An experiment conducted on the International Space Station proved that bacteria is effective at extracting rare elements from space rocks.
Microbes may prove useful to future colonists surviving on celestial objects or elsewhere outside of our planet and trying to build self-sufficient homes.
Spatial colonists will require rare Earth elements to live, as they are critical for survival because they are the base of modern electronics and technologies.
The seventeen most essential elements have weird names like lanthanum, yttrium, gadolinium, neodymium, etc. They are sparsely distributed in our planet’s crust.
Mining those elements is demanding on our planets.
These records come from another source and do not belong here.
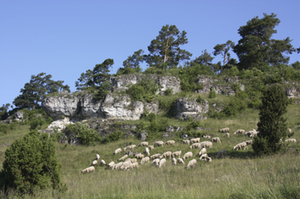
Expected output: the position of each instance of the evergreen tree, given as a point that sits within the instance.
(272, 124)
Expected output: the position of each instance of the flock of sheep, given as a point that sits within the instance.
(159, 160)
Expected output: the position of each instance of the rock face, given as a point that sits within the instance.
(186, 108)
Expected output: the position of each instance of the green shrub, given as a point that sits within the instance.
(31, 163)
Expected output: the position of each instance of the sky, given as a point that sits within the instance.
(65, 38)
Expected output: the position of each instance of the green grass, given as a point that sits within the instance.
(240, 175)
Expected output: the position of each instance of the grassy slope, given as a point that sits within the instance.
(240, 175)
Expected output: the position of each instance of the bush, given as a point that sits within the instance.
(31, 163)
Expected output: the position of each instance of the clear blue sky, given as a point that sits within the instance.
(67, 37)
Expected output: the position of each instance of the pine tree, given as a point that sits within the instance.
(272, 125)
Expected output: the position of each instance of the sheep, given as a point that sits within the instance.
(143, 144)
(240, 146)
(215, 139)
(191, 163)
(119, 150)
(123, 158)
(111, 164)
(169, 142)
(174, 161)
(158, 143)
(224, 130)
(180, 161)
(167, 154)
(89, 169)
(206, 144)
(162, 162)
(195, 146)
(147, 152)
(187, 155)
(176, 154)
(155, 156)
(145, 159)
(130, 147)
(202, 151)
(194, 140)
(139, 156)
(291, 140)
(186, 142)
(155, 162)
(94, 162)
(239, 131)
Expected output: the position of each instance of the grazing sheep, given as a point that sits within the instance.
(222, 154)
(174, 161)
(162, 162)
(139, 156)
(94, 162)
(158, 143)
(170, 142)
(147, 152)
(167, 154)
(206, 144)
(155, 162)
(143, 144)
(239, 131)
(224, 130)
(186, 142)
(180, 161)
(195, 146)
(145, 159)
(89, 169)
(291, 140)
(176, 154)
(187, 155)
(202, 151)
(123, 158)
(130, 147)
(195, 140)
(102, 162)
(119, 150)
(155, 156)
(191, 163)
(215, 139)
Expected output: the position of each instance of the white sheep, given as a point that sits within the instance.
(147, 152)
(123, 158)
(215, 139)
(239, 131)
(195, 146)
(158, 143)
(186, 141)
(162, 162)
(194, 140)
(119, 150)
(89, 169)
(187, 155)
(191, 163)
(224, 130)
(174, 161)
(170, 142)
(180, 161)
(167, 154)
(145, 159)
(202, 151)
(143, 144)
(176, 154)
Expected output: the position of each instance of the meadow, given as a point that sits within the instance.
(240, 175)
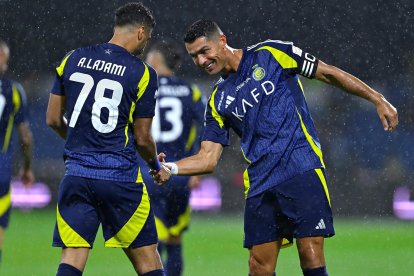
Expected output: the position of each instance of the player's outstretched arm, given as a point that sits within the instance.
(349, 83)
(145, 142)
(54, 115)
(26, 141)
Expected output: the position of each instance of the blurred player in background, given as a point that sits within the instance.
(261, 98)
(176, 129)
(13, 114)
(108, 97)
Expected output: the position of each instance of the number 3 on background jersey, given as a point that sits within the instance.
(100, 101)
(173, 112)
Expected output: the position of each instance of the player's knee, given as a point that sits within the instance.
(311, 253)
(256, 267)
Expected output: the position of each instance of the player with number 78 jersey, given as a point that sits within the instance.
(105, 88)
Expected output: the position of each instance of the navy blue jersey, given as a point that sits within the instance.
(105, 88)
(13, 111)
(178, 117)
(264, 103)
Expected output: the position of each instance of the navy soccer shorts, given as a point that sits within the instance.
(170, 203)
(297, 208)
(123, 209)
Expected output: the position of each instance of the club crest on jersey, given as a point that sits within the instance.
(258, 73)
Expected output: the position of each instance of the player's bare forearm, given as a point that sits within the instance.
(144, 141)
(26, 141)
(146, 148)
(349, 83)
(204, 162)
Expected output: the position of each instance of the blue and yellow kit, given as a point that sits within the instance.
(176, 128)
(105, 88)
(264, 103)
(13, 111)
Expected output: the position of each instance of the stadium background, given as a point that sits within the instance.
(370, 39)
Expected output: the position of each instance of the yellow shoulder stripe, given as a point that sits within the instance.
(214, 113)
(284, 59)
(196, 93)
(61, 67)
(143, 83)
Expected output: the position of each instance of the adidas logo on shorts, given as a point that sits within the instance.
(321, 225)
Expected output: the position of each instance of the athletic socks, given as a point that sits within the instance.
(68, 270)
(175, 260)
(320, 271)
(158, 272)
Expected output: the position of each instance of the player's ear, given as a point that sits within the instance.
(140, 32)
(222, 40)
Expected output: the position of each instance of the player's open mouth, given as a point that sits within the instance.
(209, 67)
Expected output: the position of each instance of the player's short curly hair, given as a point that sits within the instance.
(134, 13)
(200, 28)
(170, 51)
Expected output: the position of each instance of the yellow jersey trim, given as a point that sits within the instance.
(309, 138)
(284, 59)
(196, 93)
(62, 65)
(5, 203)
(214, 112)
(325, 186)
(246, 182)
(143, 83)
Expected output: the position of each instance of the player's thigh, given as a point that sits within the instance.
(77, 220)
(263, 222)
(126, 214)
(304, 200)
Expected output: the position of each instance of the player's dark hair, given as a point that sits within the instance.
(170, 52)
(134, 13)
(200, 28)
(3, 44)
It implies crushing many kilograms of ore and extracting tiny amounts of the metals with the help of chemicals that are harmful because they leave behind many liters of toxic wastewater.
However, experiments conducted on the ISS prove that bacteria can do the messy work to separate the needed elements from space rocks.
That method is also a lot cleaner and potentially feasible to conduct in controlled mediums like the ISS.
Charles S. Cockell, an astrobiology professor from the University of Edinburgh, said: “The idea is the biology is essentially catalyzing a reaction that would occur very slowly without the biology.”
Such processes are already put to use in 10 to 20 percent of the world’s copper and part of gold mines on our planet.
Scientists discovered particular species of microbes that help speed up the extraction of rare elements on Earth.
The study results say that at least one of the newly found bacteria, a species named Sphinogomonas desiccabilis, and it’s unfazed by various gravitational forces.